Defines functions plot_variables_at_depth

Documented in plot_variables_at_depth

#' @title Exports ggplot2 object(s) of variables at depth over time
#'
#' @param dat.tidy Data in tidy format, as returned by the function
#'   \code{convert_to_tidydata()}. Must include four columns: \code{TIMESTAMP}
#'   (POSIXct), \code{VARIABLE} (character), \code{DEPTH} (ordered factor), and
#'   \code{VALUE} (numeric).
#'
#' @param plot.title Title for plot. Default is no title.
#'
#' @param color.palette Color palette of hex colors onto which \code{DEPTH} will
#'   be mapped. Required if there are more than 6 levels in \code{DEPTH}.

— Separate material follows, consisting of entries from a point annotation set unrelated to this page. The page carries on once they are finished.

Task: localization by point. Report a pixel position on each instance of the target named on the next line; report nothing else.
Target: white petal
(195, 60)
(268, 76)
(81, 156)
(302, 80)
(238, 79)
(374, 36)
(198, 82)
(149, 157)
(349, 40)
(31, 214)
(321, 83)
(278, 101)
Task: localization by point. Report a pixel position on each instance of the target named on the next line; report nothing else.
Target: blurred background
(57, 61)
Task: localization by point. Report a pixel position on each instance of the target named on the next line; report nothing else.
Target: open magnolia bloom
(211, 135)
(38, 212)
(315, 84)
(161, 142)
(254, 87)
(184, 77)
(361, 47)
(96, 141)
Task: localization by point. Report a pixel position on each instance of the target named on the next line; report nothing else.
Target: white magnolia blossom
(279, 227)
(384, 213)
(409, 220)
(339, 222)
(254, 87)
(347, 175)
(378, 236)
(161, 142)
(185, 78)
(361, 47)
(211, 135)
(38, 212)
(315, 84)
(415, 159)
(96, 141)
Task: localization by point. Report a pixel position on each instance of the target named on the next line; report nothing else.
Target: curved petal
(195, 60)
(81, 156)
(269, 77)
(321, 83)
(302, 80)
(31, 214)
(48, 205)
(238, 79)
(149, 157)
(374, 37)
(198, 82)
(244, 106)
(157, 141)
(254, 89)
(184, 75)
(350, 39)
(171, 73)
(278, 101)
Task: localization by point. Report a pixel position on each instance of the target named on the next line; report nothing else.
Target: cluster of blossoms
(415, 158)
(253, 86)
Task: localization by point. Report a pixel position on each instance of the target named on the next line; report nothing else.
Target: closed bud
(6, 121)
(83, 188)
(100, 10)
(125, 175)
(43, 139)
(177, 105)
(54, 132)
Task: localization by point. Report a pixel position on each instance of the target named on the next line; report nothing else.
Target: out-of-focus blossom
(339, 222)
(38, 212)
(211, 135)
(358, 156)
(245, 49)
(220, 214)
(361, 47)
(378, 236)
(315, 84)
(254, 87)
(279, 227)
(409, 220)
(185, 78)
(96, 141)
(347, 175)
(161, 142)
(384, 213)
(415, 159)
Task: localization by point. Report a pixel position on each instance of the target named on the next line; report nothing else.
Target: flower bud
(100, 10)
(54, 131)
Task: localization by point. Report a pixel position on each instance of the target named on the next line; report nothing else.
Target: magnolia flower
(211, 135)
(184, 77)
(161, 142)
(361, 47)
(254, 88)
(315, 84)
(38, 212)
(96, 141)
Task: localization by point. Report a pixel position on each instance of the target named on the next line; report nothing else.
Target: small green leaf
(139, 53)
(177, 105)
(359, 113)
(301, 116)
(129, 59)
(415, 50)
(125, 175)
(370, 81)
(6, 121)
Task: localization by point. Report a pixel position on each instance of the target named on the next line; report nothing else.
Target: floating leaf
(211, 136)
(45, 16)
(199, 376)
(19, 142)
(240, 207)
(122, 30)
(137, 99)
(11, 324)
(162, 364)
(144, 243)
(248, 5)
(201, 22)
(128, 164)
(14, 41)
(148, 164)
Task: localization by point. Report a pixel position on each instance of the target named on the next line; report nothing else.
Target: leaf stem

#'   Default is \code{color.palette = rev(viridis(6, option = "D"))}.
#'
#' @param date.breaks.major Intervals for major breaks. Default is selected by
#'   \code{get_xaxis_breaks()}.
#'
#' @param date.breaks.minor Intervals for minor breaks. Default is
#'   \code{date.breaks.minor = "1 month"}.
#'
#' @param date.labels.format Format for the date labels. Default is "\%y-\%b"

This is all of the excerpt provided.